The basic code of the Internet implements a set of protocols called TCP/IP. These protocols enable the exchange of data among interconnected networks. This exchange occurs without the networks knowing the content of the data, or without any true idea of who in real life the sender of a given bit of data is. This code is neutral about the data, and ignorant about the user.
These features of TCP/IP have consequences for the "regulability" of behavior on the Internet. They make regulating behavior difficult. To the extent that it is hard to identify who people are, it is harder to trace behavior back to a particular individual. And to the extent it is hard to identify what kind of data is being sent, it is harder to regulate the use of particular kinds of data. These architectural features of the Internet mean that governments are relatively disabled in their ability to regulate behavior on the Net.
In some contexts, for some, this unregulability is a virtue. This feature of the Net, for example, protects free speech. It codes a First Amendment into the architecture of cyberspace, because it makes it relatively hard for governments, or powerful institutions, to control who says what when. Information from Bosnia or East Timor can flow freely to the world because the Net makes it hard for governments in those countries to control how information flows. The Net makes it hard because its architecture makes it hard.
But in other contexts, in the view of others, this unregulability is not a virtue--take the German government confronted by Nazi speech, for example, or the U.S. government faced with child pornography. In these contexts, the architecture disables regulation as well. But in these contexts, unregulability is viewed as a vice.

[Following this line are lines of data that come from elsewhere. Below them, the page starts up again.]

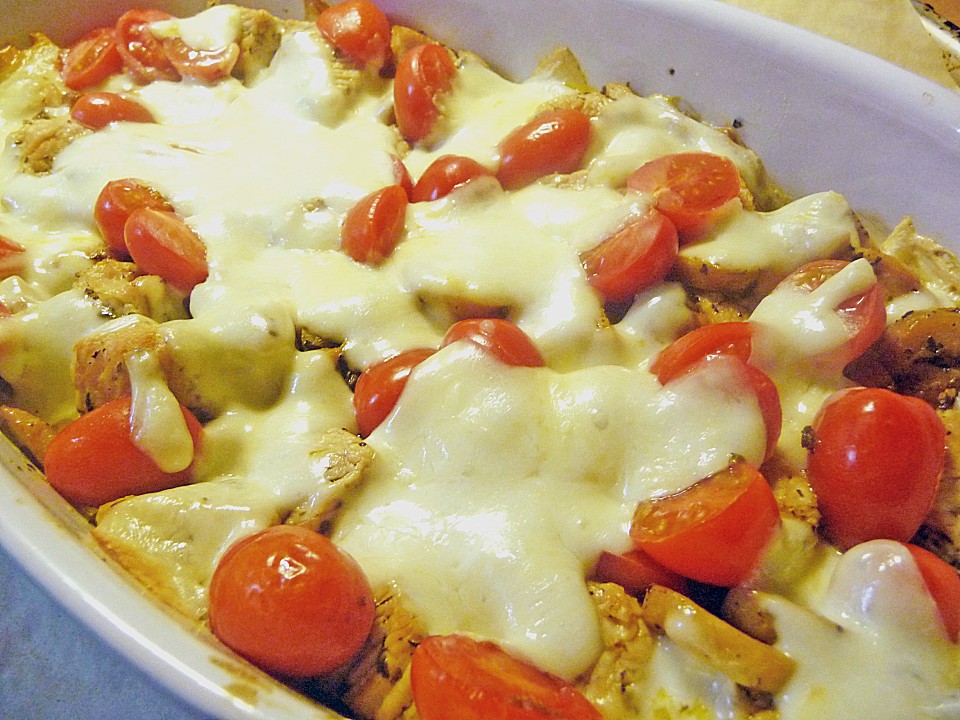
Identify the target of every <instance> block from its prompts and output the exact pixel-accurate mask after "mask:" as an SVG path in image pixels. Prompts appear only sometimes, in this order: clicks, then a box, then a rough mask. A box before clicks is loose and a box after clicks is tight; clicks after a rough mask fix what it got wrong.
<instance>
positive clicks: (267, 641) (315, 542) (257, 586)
mask: <svg viewBox="0 0 960 720" xmlns="http://www.w3.org/2000/svg"><path fill="white" fill-rule="evenodd" d="M375 617H376V609H375V605H374V599H373V593H372V592H371V590H370V585H369V583H368V582H367V579H366V577H365V576H364V574H363V571H362V570H361V569H360V566H359V565H357V563H356V561H354V559H353V558H351V557H350V556H349V555H347V554H346V553H345V552H344V551H342V550H341V549H340V548H338V547H337V546H336V545H334V544H333V543H332V542H331V541H330V540H329V539H328V538H326V537H324V536H323V535H321V534H319V533H317V532H314V531H313V530H309V529H307V528H304V527H298V526H296V525H275V526H273V527H270V528H267V529H266V530H262V531H260V532H258V533H255V534H253V535H251V536H249V537H246V538H244V539H242V540H240V541H238V542H236V543H234V544H233V545H231V546H230V548H229V549H228V550H227V552H226V553H224V555H223V558H221V560H220V562H219V563H218V564H217V568H216V570H215V571H214V573H213V578H212V579H211V581H210V627H211V629H212V630H213V633H214V634H215V635H216V636H217V637H218V638H220V640H222V641H223V643H224V644H226V645H228V646H229V647H231V648H233V649H234V650H236V651H237V652H238V653H240V654H241V655H243V656H244V657H245V658H247V659H248V660H250V662H252V663H253V664H254V665H257V666H258V667H260V668H263V669H264V670H266V671H267V672H271V673H274V674H277V675H281V676H285V677H291V678H301V677H310V676H314V675H326V674H329V673H331V672H333V671H335V670H337V669H339V668H341V667H343V666H344V665H346V664H347V663H349V662H350V660H352V659H353V657H354V656H355V655H356V654H357V653H358V652H359V651H360V649H361V648H362V647H363V644H364V642H365V641H366V639H367V635H369V634H370V630H371V628H372V627H373V622H374V619H375Z"/></svg>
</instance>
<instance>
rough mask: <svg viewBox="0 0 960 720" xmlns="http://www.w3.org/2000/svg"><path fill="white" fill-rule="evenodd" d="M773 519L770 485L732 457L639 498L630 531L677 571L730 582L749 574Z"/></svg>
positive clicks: (776, 517) (672, 567) (741, 463)
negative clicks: (692, 484)
mask: <svg viewBox="0 0 960 720" xmlns="http://www.w3.org/2000/svg"><path fill="white" fill-rule="evenodd" d="M779 525H780V511H779V509H778V508H777V501H776V500H775V499H774V497H773V491H772V490H771V489H770V485H768V484H767V481H766V480H765V479H764V477H763V475H761V474H760V471H759V470H757V469H756V468H755V467H753V466H752V465H749V464H748V463H745V462H742V461H738V462H734V463H733V464H732V465H731V466H730V467H729V468H728V469H727V470H724V471H722V472H719V473H716V474H715V475H711V476H710V477H708V478H706V479H704V480H701V481H700V482H698V483H697V484H696V485H693V486H691V487H690V488H687V489H686V490H683V491H681V492H679V493H676V494H675V495H668V496H666V497H660V498H654V499H652V500H646V501H644V502H642V503H640V505H639V506H638V507H637V510H636V513H635V514H634V516H633V524H632V525H631V527H630V536H631V537H632V538H633V542H634V545H636V546H637V547H638V548H639V549H640V550H643V551H644V552H646V553H647V554H648V555H650V556H651V557H652V558H653V559H654V560H657V561H658V562H659V563H661V564H662V565H664V566H665V567H667V568H669V569H671V570H673V571H674V572H676V573H679V574H680V575H684V576H685V577H689V578H692V579H694V580H699V581H700V582H705V583H709V584H711V585H720V586H722V587H734V586H736V585H740V584H741V583H743V582H744V581H746V580H747V579H748V578H749V577H750V575H751V573H752V572H753V571H754V569H755V568H756V566H757V564H758V562H759V560H760V557H761V555H762V554H763V552H764V550H765V549H766V547H767V545H768V543H769V542H770V540H771V539H772V538H773V535H774V533H775V532H776V530H777V528H778V527H779Z"/></svg>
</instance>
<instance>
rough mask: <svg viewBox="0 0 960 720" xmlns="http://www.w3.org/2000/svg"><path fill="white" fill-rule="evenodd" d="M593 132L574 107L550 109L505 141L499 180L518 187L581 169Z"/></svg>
mask: <svg viewBox="0 0 960 720" xmlns="http://www.w3.org/2000/svg"><path fill="white" fill-rule="evenodd" d="M591 135H592V126H591V124H590V118H589V117H588V116H587V115H586V114H584V113H582V112H580V111H579V110H574V109H572V108H561V109H559V110H548V111H547V112H545V113H542V114H541V115H538V116H537V117H535V118H534V119H533V120H531V121H530V122H528V123H527V124H526V125H521V126H520V127H518V128H517V129H516V130H514V131H513V132H511V133H510V134H509V135H507V137H505V138H504V139H503V140H502V141H501V143H500V166H499V168H498V169H497V179H498V180H499V181H500V184H501V185H503V187H504V188H506V189H507V190H516V189H517V188H520V187H523V186H524V185H529V184H530V183H532V182H533V181H534V180H537V179H538V178H541V177H543V176H544V175H550V174H551V173H563V174H566V173H572V172H574V171H575V170H579V169H580V165H581V164H582V163H583V158H584V156H585V155H586V154H587V148H588V147H589V145H590V138H591Z"/></svg>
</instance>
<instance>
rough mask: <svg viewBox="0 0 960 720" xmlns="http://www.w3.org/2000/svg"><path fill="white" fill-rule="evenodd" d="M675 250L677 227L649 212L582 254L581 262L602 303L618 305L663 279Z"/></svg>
mask: <svg viewBox="0 0 960 720" xmlns="http://www.w3.org/2000/svg"><path fill="white" fill-rule="evenodd" d="M678 251H679V241H678V239H677V229H676V227H674V225H673V223H672V222H670V220H669V219H668V218H667V217H666V215H663V214H662V213H660V212H657V211H656V210H650V211H648V212H647V213H646V214H645V215H642V216H640V217H638V218H635V219H633V220H630V221H629V222H628V223H627V224H626V225H624V226H623V227H622V228H620V229H619V230H617V231H616V232H615V233H613V234H612V235H611V236H610V237H608V238H606V239H605V240H603V242H601V243H600V244H599V245H597V246H595V247H593V248H591V249H590V250H587V251H586V252H584V253H582V254H581V256H580V261H581V262H582V263H583V267H584V270H585V271H586V273H587V280H588V282H589V283H590V285H591V286H592V287H593V288H594V289H595V290H596V291H597V292H598V293H600V296H601V297H602V298H603V301H604V302H607V303H621V302H629V301H630V300H632V299H633V298H634V296H635V295H636V294H637V293H639V292H641V291H642V290H645V289H646V288H648V287H651V286H652V285H655V284H656V283H658V282H660V281H661V280H663V279H664V278H665V277H666V275H667V273H668V272H670V269H671V268H672V267H673V264H674V263H675V262H676V259H677V254H678Z"/></svg>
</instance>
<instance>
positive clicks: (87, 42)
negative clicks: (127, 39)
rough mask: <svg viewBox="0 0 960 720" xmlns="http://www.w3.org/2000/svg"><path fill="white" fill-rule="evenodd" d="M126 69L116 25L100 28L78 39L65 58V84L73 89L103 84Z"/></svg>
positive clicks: (68, 50) (63, 62)
mask: <svg viewBox="0 0 960 720" xmlns="http://www.w3.org/2000/svg"><path fill="white" fill-rule="evenodd" d="M121 70H123V58H122V57H120V51H119V50H118V49H117V36H116V32H115V30H114V29H113V28H97V29H96V30H92V31H90V32H89V33H87V34H86V35H84V36H83V37H82V38H80V39H79V40H77V42H75V43H74V44H73V45H72V46H71V47H70V49H69V50H68V51H67V55H66V57H65V58H64V60H63V72H62V75H63V84H64V85H66V86H67V87H68V88H70V89H71V90H85V89H86V88H88V87H91V86H92V85H99V84H100V83H101V82H103V81H104V80H106V79H107V78H108V77H110V76H111V75H113V74H114V73H118V72H120V71H121Z"/></svg>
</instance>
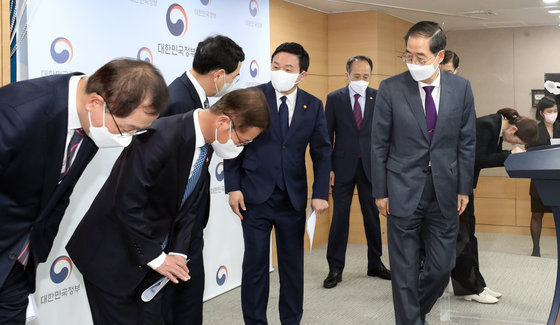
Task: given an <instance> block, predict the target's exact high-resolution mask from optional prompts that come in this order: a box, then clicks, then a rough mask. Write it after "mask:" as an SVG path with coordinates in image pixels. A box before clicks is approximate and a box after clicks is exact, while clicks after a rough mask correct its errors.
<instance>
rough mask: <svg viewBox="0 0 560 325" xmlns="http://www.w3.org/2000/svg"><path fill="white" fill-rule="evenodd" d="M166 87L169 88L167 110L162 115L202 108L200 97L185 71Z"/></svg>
mask: <svg viewBox="0 0 560 325" xmlns="http://www.w3.org/2000/svg"><path fill="white" fill-rule="evenodd" d="M167 88H168V89H169V100H168V102H167V103H168V104H167V112H166V113H165V114H164V115H162V116H170V115H175V114H182V113H186V112H190V111H192V110H194V109H197V108H203V105H202V103H201V102H200V97H199V96H198V93H197V92H196V89H195V88H194V85H193V84H192V82H191V81H190V80H189V78H188V77H187V74H186V73H183V74H182V75H181V76H180V77H178V78H177V79H175V80H173V82H172V83H171V84H170V85H169V87H167Z"/></svg>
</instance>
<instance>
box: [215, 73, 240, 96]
mask: <svg viewBox="0 0 560 325" xmlns="http://www.w3.org/2000/svg"><path fill="white" fill-rule="evenodd" d="M225 79H226V75H225V74H224V86H223V87H222V89H221V90H218V84H216V82H215V81H214V86H216V94H215V95H214V96H212V97H222V96H223V95H225V94H227V93H229V92H230V91H231V90H232V89H233V84H234V83H235V81H234V82H231V83H230V82H226V80H225Z"/></svg>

And not just with Nazi speech and child porn. The most important contexts of regulation in the future will affect Internet commerce: where the architecture does not enable secure transactions; where it makes it very easy to hide the source of interference; where it facilitates the distribution of illegal copies of software and music. In these contexts, commerce at least will not view unregulability as a virtue; unregulability here will interfere with the ability of commerce to flourish.
There are many who think that nothing can be done: that the unregulability of the Internet is fixed; that there is nothing we can do to change it; that it will, so long as it is the Internet, remain unregulable space. That its "nature" makes it so.
But no thought is more dangerous to the future of liberty in cyberspace than this faith in freedom guaranteed by the code. For the code is not fixed. The architecture of cyberspace is not given. Unregulability is a function of code, but the code can change. Other architectures can be layered onto the basic TCP/IP protocols, and these other architectures can make behavior on the Net fundamentally regulable. Commerce is building these other architectures; the government can help; the two together can transform the character of the Net. They can and they are.